The BDNF +/− mice studied here exhibited greater weights than wild-type littermates, as previously reported (Horger et al, 1999; Lyons et al, 1999; Kernie et al, 2000). These mice also exhibited reduced locomotion that has not been found in all locomotor assessments that have been previously reported (Horger et al, 1999; MacQueen et al, 2001). Previous authors have reported combined data from 12-h test periods (MacQueen et al, 2001) without time-course analyses (Horger et al, 1999; Kernie et al, 2000). Since the locomotor differences observed in our studies were most pronounced at the beginning of each locomotor test, these differences would not be prominent without time-course analyses. In addition, the lack of any motor deficit in the rotorod test indicates that the small locomotor decreases observed here do not represent a gross, generalized motor incapacity.

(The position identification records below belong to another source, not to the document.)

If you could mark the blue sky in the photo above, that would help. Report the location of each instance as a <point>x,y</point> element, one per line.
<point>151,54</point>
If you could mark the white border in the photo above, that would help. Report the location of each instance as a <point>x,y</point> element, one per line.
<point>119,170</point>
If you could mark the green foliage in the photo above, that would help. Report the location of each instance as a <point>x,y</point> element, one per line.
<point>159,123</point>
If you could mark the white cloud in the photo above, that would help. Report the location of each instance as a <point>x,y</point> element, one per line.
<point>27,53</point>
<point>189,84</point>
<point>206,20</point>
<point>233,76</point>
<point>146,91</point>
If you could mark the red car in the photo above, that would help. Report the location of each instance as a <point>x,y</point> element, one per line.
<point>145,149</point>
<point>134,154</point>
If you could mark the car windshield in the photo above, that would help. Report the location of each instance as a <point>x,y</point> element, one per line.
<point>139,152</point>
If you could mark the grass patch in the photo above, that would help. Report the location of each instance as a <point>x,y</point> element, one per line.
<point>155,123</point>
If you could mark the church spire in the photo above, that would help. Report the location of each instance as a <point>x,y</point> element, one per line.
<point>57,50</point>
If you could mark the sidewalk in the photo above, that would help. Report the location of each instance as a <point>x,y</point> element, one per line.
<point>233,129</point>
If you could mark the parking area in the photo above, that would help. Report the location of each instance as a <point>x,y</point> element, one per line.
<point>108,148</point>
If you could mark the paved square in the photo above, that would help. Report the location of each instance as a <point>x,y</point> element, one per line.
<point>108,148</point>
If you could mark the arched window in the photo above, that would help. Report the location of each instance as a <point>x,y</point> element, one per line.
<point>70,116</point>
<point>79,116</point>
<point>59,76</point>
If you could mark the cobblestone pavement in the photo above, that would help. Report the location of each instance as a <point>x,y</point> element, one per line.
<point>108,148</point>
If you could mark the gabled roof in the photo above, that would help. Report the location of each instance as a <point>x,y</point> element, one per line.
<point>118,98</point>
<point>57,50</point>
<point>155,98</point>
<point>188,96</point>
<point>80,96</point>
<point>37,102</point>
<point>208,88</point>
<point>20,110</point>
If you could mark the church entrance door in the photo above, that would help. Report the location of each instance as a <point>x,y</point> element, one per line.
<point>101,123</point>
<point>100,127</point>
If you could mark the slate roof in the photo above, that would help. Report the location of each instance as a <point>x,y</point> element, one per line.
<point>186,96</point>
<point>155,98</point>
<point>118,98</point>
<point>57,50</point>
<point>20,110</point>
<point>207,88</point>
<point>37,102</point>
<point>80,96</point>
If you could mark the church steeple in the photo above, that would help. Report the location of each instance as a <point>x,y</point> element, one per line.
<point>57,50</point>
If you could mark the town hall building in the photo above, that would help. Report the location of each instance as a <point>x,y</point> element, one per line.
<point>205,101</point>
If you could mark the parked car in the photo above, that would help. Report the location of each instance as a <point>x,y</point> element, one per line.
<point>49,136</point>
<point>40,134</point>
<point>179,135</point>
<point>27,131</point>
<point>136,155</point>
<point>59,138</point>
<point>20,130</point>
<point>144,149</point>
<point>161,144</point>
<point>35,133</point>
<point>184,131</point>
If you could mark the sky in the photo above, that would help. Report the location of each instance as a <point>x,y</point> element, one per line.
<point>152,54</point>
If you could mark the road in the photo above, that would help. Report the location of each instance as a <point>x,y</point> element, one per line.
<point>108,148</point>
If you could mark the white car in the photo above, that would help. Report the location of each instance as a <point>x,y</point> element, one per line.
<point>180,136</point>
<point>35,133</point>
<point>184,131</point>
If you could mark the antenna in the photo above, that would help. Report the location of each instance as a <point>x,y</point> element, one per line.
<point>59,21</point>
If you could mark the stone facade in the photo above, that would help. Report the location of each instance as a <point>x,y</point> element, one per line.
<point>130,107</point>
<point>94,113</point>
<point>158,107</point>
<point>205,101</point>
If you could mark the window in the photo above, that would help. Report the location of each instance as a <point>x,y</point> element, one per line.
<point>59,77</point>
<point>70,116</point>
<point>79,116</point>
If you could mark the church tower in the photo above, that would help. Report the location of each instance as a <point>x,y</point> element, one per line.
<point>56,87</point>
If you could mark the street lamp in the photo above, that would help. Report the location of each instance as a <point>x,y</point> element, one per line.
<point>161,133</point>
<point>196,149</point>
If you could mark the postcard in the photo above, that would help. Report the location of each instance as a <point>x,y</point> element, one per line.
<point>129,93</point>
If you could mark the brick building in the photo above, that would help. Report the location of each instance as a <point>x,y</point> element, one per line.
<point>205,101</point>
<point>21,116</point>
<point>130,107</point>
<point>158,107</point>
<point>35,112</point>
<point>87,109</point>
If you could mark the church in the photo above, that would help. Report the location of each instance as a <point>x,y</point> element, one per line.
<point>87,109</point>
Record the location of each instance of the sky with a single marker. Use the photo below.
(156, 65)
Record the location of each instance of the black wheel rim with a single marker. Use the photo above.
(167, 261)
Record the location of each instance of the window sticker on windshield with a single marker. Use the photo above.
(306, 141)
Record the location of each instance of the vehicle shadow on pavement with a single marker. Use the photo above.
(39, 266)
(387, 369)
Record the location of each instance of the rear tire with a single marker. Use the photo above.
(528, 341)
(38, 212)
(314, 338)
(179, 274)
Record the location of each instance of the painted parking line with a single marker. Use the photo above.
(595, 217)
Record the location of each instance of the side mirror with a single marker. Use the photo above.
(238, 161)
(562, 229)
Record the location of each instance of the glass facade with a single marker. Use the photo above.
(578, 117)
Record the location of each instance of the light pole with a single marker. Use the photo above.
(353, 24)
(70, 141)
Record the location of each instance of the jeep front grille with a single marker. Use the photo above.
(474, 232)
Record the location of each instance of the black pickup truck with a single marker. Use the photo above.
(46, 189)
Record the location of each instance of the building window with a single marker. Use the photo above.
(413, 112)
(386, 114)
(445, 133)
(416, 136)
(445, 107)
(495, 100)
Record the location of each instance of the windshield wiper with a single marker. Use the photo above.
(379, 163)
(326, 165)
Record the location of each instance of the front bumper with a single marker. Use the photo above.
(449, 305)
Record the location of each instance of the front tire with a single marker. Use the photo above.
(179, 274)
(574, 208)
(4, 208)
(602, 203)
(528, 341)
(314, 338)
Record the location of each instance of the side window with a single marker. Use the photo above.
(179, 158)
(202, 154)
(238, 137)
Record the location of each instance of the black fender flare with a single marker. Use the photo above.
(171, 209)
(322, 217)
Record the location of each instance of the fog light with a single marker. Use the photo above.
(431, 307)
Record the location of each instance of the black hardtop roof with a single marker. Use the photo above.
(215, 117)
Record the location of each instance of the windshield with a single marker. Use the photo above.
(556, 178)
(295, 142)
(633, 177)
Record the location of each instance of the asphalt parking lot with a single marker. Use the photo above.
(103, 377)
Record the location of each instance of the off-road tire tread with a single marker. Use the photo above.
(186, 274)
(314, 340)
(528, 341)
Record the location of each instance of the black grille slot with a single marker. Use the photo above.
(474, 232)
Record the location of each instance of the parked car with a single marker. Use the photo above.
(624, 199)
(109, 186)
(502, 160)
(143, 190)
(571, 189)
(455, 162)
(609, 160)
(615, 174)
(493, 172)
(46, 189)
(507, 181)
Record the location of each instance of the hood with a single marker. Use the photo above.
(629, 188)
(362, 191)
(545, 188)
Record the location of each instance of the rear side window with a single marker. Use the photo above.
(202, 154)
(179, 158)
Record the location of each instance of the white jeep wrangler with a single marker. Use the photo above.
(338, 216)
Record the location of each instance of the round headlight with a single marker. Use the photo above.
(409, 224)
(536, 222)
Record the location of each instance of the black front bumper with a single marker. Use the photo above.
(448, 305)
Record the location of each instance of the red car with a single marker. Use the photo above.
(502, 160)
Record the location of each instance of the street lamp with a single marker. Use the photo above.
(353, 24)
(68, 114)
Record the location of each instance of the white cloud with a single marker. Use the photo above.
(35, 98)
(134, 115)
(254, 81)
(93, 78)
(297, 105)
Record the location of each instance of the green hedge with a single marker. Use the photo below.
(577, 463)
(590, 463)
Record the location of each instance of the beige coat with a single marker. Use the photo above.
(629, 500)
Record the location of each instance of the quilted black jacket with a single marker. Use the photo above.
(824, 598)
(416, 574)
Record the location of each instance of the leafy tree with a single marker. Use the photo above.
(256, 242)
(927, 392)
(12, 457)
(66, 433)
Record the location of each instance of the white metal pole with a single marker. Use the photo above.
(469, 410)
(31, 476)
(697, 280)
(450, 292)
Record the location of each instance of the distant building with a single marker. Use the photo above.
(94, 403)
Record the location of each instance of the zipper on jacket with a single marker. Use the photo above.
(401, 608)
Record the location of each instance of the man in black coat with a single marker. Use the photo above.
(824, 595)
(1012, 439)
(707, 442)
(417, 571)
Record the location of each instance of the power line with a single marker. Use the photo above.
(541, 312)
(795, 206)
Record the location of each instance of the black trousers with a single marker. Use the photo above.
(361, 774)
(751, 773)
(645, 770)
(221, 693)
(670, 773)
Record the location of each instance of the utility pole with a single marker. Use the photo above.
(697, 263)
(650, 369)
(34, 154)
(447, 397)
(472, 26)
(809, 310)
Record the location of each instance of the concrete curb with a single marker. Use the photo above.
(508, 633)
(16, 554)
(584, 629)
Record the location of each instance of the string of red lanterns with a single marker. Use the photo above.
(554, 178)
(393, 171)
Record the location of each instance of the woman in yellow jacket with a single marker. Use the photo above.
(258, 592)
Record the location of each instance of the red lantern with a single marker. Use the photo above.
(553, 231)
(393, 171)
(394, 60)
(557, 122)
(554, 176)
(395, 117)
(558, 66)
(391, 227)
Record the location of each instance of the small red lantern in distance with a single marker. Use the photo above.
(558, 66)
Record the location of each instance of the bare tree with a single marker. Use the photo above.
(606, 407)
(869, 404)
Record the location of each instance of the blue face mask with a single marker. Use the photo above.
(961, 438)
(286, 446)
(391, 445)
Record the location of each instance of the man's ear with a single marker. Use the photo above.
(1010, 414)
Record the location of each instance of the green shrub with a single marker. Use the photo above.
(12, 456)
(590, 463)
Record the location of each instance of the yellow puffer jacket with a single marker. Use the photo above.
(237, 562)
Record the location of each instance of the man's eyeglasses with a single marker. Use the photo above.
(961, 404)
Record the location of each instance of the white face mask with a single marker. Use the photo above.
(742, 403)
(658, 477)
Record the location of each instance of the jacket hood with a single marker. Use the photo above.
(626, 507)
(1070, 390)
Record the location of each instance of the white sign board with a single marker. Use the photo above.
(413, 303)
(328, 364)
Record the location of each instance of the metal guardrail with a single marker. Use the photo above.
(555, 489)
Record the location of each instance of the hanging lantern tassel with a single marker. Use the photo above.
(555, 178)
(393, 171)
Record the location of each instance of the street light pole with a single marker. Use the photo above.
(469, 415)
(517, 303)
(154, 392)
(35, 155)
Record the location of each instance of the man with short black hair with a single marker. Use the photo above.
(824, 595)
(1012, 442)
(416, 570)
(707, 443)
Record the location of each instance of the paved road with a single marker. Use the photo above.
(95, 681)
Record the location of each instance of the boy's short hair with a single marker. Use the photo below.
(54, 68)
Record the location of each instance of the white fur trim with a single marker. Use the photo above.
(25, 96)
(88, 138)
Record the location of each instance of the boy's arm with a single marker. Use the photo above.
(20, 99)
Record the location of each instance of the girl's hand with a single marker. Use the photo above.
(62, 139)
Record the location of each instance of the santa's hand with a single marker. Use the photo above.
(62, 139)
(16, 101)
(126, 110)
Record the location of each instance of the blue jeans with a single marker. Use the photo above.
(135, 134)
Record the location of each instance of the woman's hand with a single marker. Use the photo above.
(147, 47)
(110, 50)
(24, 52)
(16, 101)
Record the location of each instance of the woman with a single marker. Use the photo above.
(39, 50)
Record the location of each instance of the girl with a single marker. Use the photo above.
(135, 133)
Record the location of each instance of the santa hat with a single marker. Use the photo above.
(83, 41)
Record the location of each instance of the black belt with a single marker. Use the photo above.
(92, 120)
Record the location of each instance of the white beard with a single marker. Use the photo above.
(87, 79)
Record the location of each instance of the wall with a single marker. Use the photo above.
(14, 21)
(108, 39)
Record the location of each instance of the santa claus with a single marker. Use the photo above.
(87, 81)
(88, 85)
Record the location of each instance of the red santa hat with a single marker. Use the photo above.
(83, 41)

BDNF affects many brain systems. Despite the plethora of effects that BDNF reduction can have, particularly in homozygous knockouts (Conover and Yancopoulos, 1997), the cumulative behavioral profiles that emerge from the studies of heterozygous BDNF knockout mice reveal relative specificity for the behavioral consequences of reduced BDNF expression. Since combined knockouts of DAT and SERT genes are required to eliminate cocaine reward (Sora et al, 2001) and since BDNF effects on both systems have been identified (Hyman et al, 1991; Hyman et al, 1994; Eaton et al, 1995; Mamounas et al, 1995; Son et al, 1999; Galter and Unsicker, 2000; Zhou and Iacovitti, 2000), the large effects of partial BDNF deletion on cocaine reward mechanisms might also be largely because of actions on both dopaminergic and serotonergic systems. The present experiments thus provide some indirect support for the idea that dopamine and serotonin functions are critical determinants of cocaine reward (Uhl et al, 2002). The current results thus identify the BDNF gene, because of its individual variations and its regulatory effects on systems that include both of these monoamine systems, as an important gene for cocaine reward and cocaine addiction.